In Peruta v. County of San Diego, the opinion was delivered by Judge O'Scannlain....

"These passages alone, though short of dispositive, strongly suggest that the
Second Amendment secures a right to carry a firearm in some fashion outside the
home. Reading those lines in light of the plain-meaning definition of “bear Arms”
elucidated above makes matters even clearer: the Second Amendment right “could
not rationally have been limited to the home.” Moore, 702 F.3d at 936."


Introduction...you know what's coming heh


Our conclusion that the right to bear arms includes the right to carry an
operable firearm outside the home for the lawful purpose of self-defense is perhaps
unsurprising—other circuits faced with this question have expressly held, or at the
very least have assumed, that this is so.

Put simply, a law that destroys
(rather than merely burdens) a right central to the Second Amendment must be
struck down.


We thus disagree with those courts—including the district court in this
case—that have taken the view that it is not necessary (and, thus, necessary not) to
decide whether carrying a gun in public for the lawful purpose of self-defense is a
constitutionally protected activity. See, e.g., Drake, 724 F.3d at 431; Woollard,
712 F.3d at 876; Kachalsky, 701 F.3d at 89; cf. Masciandaro, 638 F.3d at 475.

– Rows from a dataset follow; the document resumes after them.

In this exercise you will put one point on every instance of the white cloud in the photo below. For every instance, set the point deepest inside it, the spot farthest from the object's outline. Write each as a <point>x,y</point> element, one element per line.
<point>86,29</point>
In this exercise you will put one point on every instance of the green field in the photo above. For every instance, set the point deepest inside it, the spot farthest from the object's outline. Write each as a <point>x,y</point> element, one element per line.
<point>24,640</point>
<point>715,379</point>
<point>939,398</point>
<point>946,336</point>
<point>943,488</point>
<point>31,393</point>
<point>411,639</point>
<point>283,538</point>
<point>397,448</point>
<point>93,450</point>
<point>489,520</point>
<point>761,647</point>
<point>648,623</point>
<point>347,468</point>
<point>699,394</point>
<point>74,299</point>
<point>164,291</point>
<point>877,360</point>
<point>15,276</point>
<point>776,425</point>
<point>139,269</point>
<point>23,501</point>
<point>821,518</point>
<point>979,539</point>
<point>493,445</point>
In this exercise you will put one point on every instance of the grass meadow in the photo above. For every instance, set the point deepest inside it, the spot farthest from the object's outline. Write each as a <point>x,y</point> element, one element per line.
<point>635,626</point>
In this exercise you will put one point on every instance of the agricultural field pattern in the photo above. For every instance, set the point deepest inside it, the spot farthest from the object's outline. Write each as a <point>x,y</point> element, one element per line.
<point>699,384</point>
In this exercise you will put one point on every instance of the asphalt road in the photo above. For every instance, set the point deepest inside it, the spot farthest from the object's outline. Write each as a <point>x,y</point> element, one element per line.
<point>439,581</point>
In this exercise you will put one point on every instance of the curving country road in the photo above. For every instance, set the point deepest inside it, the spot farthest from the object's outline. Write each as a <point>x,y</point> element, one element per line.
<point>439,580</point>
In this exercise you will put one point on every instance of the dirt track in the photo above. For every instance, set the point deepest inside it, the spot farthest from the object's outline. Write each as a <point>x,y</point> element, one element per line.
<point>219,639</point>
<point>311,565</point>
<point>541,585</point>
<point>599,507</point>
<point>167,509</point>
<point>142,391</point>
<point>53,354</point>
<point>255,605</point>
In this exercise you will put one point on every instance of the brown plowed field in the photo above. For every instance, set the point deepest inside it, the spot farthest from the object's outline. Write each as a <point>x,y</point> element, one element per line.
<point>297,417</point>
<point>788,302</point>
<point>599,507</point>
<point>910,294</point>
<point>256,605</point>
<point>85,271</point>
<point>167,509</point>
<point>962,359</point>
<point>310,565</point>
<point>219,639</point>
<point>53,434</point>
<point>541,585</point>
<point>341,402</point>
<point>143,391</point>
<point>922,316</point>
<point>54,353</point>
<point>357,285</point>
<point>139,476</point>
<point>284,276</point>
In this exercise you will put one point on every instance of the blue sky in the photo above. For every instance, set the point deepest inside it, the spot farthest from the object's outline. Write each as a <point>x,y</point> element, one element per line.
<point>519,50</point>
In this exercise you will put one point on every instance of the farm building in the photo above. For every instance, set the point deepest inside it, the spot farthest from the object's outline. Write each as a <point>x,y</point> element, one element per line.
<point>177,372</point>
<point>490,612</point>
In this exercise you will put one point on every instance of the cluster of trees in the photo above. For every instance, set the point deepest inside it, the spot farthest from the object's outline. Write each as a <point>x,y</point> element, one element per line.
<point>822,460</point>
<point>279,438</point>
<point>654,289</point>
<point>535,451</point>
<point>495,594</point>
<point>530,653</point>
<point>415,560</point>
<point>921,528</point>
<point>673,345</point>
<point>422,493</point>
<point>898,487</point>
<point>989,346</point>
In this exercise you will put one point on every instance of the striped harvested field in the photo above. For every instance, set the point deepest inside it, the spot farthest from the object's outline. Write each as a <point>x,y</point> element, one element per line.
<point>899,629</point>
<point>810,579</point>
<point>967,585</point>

Understanding the scope of the right is not just necessary, it is key to our analysis.
For if self-defense outside the home is part of the core right to “bear arms” and the
California regulatory scheme prohibits the exercise of that right, no amount of
interest-balancing under a heightened form of means-ends scrutiny can justify San
Diego County’s policy.


Now, the court must delve into may issue after finding that carry outside the home is a constitutional right under the Second Amendment.

[T]he question is not
whether the California scheme (in light of San Diego County’s policy) allows some
people to bear arms outside the home in some places at some times; instead, the
question is whether it allows the typical responsible, law-abiding citizen to bear
arms in public for the lawful purpose of self-defense. The answer to the latter

question is a resounding “no.”


In California, the only way that the typical responsible, law-abiding citizen
can carry a weapon in public for the lawful purpose of self-defense is with a
concealed-carry permit. And, in San Diego County, that option has been taken off
the table.
The San Diego County policy specifies that concern for “one’s personal
safety alone” does not satisfy the “good cause” requirement for issuance of a
permit. Instead, an applicant must demonstrate that he suffers a unique risk of
harm: he must show “a set of circumstances that distinguish [him] from the
mainstream and cause[] him . . . to be placed in harm’s way.” Given this
requirement, the “typical” responsible, law-abiding citizen in San Diego County
cannot bear arms in public for self-defense; a typical citizen fearing for his
“personal safety”—by definition—cannot “distinguish [himself] from the
mainstream.”


(This one just tickles me to death :P )
Judge O'Scannlain begins ripping into CA2, CA3, and CA4 and doesn't stop

Our reading of the Second Amendment is akin to the
Seventh Circuit’s interpretation in Moore,
702 F.3d at 936–42,20 and at odds with
the approach of the Second, Third, and Fourth Circuits in Drake, 724 F.3d at
431–35, Woollard, 712 F.3d at 876, and Kachalsky, 701 F.3d at 89, 97–99.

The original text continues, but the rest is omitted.